Mugabe and others were freedom fighters who took up arms against the racist Rhodesian government after its Unilateral Declaration of Independence (UDI) in 1964 under Ian Smith. Those freedom fighters including Mugabe served in Rhodesian prisons as political prisoners. Mugabe served a period of ten years in jail where he suffered ill-treatment that is said to have affected his manhood.

Brief historical background

There was only one liberation movement in Zimbabwe, the Zimbabwe African People’s Union (ZAPU) under the leadership of Joshua Nkomo. In 1963 there was a split which led to the formation of the Zimbabwe African National Union (ZANU) whose founding members were Ndabaningi Sithole, Herbert Chitepo, Edgar Tekere and others. Mugabe belonged to this group and took over from Chitepo who was killed in a car bomb in Lusaka, Zambia in early 1975 after Mugabe’s release from prison. Chitepo, a Fort Hare trained barrister had succeeded Sithole, a man of shenanigans.

The death of Chitepo led to the expulsion of ZANU from Zambia. During that time, Mozambique had fought and achieved its independence. The government of Samora Machel provided military bases to ZANU. Under the leadership of Mugabe, the armed struggle intensified. At the end of 1976, negotiations to decide the future of Zimbabwe were held in Geneva but failed. Immediately after the failed Geneva talks, Mugabe announced that the struggle would intensify. Guerrilla attacks took place immediately after Mugabe’s announcement that the armed struggle would intensify. Zanla forces were at that stage hitting targets in Salisbury which is now Harare. In 1978, the Lancaster House negotiations were held in London. In 1979, guerrilla forces gathered in assembly points inside Zimbabwe. The following year elections were held which ZANU won with a landslide. In the run-up to the 1980 elections, Zanla commander Josiah Tongogara died in a mysterious accident. The assassinations of Chitepo and Tongogara have not been adequately explained.

The terms of the Lancaster House Agreement were supposed to last until 1990. When Britain was supposed to keep its side of the bargain, it reneged. When Mugabe wanted to make a move, the ANC at the time were engaged in imperialist brokered negotiations with apartheid government officials and captains of industry which were held in secret and persuaded Mugabe not to take a move because he would scare white South Africans. Mugabe acquiesced. In 2000 the ANC was already in office (not in power) and couldn’t care less and still Britain hadn’t kept its side of the bargain. Mugabe then moved and seized land that white Rhodesians had disproportionately held in their possession. Then Britain, US and the West in general imposed illegal sanctions against Zimbabwe. The same thing the US did to Cuba in 1959 after Fidel Castro’s revolution swept the Batista dictatorship out of power and stopped gambling such as casinos, prostitution and seized sugar plantations that were owned by some members of the Mafia. Those illegal sanctions against Cuba are still in place today.
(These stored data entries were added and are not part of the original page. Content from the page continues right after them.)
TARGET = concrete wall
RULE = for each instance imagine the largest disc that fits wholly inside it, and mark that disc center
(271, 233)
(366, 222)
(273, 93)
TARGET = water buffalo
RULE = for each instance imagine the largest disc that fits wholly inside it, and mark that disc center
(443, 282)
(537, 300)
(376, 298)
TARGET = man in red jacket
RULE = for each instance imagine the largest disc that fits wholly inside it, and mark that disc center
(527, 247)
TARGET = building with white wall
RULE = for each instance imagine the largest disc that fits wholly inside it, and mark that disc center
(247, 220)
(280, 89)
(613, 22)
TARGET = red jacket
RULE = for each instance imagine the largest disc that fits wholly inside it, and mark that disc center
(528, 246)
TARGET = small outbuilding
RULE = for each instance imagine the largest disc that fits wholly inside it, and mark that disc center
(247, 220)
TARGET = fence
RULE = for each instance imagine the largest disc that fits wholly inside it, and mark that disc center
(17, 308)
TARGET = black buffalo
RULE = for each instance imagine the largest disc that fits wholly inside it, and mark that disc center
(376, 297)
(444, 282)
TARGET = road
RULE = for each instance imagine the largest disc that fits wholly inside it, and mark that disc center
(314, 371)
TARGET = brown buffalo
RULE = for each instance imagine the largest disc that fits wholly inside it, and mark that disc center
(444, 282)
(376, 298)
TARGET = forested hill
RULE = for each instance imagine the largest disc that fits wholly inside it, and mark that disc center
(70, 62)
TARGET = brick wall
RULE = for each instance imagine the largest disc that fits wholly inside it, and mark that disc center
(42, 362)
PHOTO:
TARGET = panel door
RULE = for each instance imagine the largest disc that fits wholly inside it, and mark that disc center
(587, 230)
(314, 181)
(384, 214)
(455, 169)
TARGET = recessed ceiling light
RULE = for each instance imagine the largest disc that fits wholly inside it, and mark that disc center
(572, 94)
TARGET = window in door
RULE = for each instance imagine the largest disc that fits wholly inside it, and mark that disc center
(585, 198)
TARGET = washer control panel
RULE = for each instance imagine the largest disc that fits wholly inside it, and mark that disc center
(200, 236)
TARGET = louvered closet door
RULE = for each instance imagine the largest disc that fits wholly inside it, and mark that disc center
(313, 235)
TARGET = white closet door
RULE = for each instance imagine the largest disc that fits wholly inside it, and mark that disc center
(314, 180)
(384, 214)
Those who condemn Mugabe for having ruined Zimbabwe don’t factor in the illegal sanctions Britain and its allies in the West have imposed against Zimbabwe. When they condemn Mugabe’s violence against the Ndebele people, they ignore the massacre of the Ndebele people by Cecil John Rhodes in 1893. The people of Zimbabwe may be suffering because of sanctions by western countries and other self-inflicted problems. However, South Africa is worse, white people are disproportionately owning land and the economy. Look at the shacks in South Africa, they are an eyesore. Mugabe may not be a saint but he left Zimbabwean land in the hands of Zimbabweans which Zimbabwean President Emmerson Mnangagwa wants to return to white people instead of distributing it equitably among landless Zimbabweans.

It was Mark Anthony in Shakespeare’s play Julius Caesar who said, “The evil that men do live after them but the good is often interred with their bones.” Let the good that Mugabe did not be interred with his bones.

May your soul rest in peace, Son of Africa.